Adına ne derseniz deyin, neden olarak ne bulursanız bulun, bir gerçek var;
Üstüne kül elenmişçesine sindirilmiş bir toplum olduk…
Herkes birbirinden korkar oldu.
Yargıç yargıçtan, savcı savcıdan, doktor doktordan, bakkal bakkaldan, marangoz marangozdan, demirci demirciden, kömürcü kömürcüden, asker askerden, polis polisten, gazeteci gazeteciden korkuyor.
Yargı aşamasında ve iddia düzeyinde davalar için, kendini savcı – yargıç yerine koyan yazılı ve görsel basın, gazetelerinde, televizyonlarının haber saatinde, önümüze karanlık tablolarla çıkıyorlar.

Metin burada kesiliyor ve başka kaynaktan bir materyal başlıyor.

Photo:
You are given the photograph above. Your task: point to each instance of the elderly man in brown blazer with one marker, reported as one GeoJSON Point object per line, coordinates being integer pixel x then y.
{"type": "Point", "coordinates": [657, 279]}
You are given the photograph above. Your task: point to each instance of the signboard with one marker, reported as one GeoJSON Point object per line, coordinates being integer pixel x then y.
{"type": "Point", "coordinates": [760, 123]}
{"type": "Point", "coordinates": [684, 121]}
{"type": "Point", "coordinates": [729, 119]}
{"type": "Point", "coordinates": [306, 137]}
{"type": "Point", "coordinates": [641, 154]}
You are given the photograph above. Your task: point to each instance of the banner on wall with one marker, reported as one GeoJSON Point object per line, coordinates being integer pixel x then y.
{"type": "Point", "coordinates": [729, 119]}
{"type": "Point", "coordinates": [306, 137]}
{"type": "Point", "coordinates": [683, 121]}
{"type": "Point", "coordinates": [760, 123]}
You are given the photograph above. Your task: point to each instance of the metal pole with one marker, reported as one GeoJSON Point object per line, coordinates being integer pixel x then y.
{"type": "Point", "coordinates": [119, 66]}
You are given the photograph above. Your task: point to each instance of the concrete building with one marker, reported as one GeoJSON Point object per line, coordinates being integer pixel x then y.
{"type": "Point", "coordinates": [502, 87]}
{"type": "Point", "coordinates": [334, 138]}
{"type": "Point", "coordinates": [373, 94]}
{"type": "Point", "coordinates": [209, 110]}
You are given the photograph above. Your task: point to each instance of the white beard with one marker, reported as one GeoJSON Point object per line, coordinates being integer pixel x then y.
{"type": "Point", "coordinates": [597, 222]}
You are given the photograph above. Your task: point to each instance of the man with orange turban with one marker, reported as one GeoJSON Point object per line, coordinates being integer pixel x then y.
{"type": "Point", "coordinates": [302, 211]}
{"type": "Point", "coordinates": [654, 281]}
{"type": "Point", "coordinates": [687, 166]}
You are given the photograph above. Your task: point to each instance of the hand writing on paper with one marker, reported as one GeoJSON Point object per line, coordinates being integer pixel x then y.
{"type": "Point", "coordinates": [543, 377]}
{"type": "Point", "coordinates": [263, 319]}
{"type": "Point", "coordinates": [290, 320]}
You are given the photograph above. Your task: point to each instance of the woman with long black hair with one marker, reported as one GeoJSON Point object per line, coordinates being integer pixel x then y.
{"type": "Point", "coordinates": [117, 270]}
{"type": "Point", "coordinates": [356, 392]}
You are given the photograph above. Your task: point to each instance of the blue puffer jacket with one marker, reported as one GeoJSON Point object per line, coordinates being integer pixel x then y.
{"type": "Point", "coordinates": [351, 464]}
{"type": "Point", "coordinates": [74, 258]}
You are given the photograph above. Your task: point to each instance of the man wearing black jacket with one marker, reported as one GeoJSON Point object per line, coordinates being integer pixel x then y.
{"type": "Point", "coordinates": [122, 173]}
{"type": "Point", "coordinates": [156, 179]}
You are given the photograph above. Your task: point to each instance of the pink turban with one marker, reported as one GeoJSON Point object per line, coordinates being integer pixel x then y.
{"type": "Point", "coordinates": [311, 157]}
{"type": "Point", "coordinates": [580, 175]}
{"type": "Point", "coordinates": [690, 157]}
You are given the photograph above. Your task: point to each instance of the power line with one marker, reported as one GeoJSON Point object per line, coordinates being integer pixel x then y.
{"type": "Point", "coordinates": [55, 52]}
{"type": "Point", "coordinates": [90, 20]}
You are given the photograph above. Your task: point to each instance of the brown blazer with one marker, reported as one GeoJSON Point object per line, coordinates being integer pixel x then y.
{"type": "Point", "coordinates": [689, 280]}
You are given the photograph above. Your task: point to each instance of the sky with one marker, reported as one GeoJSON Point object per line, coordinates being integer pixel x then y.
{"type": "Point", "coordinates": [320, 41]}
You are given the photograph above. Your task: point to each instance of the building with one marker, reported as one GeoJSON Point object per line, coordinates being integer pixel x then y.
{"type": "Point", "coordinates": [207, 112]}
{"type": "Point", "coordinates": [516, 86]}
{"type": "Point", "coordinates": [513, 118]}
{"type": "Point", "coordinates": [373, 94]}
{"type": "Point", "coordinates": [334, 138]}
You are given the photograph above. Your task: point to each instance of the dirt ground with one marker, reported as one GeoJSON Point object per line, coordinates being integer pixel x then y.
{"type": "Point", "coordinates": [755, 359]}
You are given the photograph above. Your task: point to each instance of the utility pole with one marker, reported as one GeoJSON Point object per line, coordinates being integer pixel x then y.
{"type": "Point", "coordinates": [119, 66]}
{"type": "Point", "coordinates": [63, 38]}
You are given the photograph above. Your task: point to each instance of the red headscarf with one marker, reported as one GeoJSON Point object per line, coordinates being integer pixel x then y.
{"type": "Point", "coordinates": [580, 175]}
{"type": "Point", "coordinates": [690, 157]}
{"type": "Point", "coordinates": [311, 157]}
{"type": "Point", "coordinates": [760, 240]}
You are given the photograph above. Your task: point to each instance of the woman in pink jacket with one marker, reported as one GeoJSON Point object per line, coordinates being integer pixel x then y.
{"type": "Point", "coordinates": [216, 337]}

İnsanlar haber dinlerken, haber okurken ürperiyor.
“Dur, n’oluyor?” diyen yok.
Kendi yurdunun bağrından çıkan askerini yıpratmak uğruna yapılan haberler havada uçuşuyor.
Yakın geçmişte genel kurmay başkanlığı, ordu komutanlığı, TSK’nın kilit noktalarında görev yapanlar, emekli olduktan sonra darbeyle, darbe girişimi ile, darbe girişimine (kanıt bulamasa da) tanıklık etmekle gündemden düşmüyorlar.
Halk arasında “Peygamber ocağı” olarak anılan TSK’yı yıpratarak sindirmek isteyen bir kesim, senaryo üstüne senaryo üreterek elinden geleni ardına koymuyor.
“Dur, n’oluyor?” diyen yok.
Hani herkes birbirinden korkuyor dedik ya!...
Böyle çirkin oluşumların, kimlerin işine yaradığını anlamak için çok zeki olmaya gerek var mı?
Gerginlik ortamı yaratıp bulanık suda balık avlamak isteyenler, “keser döner sap döner, gün gelir hesap döner” özdeyişini unutmuş görünüyorlar.
Açılım, açılım diye tutturanların, açılımın açıklamasını, sağ elleriyle sol kulaklarını gösterircesine yapmaları da kafaları karıştırıyor.
Bugün ağustos ayının 14. günü.
Yarın, İmralı Adası’ndan açıklanacağı aylar öncesinden bas bas bağırılarak duyurulan “yol haritası” nı bekleyenlerin de kafaları karışık.
Yarın açıklanacak yol haritasına bakıp “bu muydu?” diye hayal kırıklığı yaşayacakların, bu açmaza da bir kılıf uyduracaklarını düşünüyorum.
Kanın durmasını, anaların ağlamamsını, aklı başında olan herkes ister ama sağ elle sol kulağın gösterilmesi biçiminde değil…
Korku kuşunun kanadını kırmak için, “kral çıplak” diye bağıranlar çoğalmalıdır.
Çoğalmadıkça korku kuşu daha çooook uçar.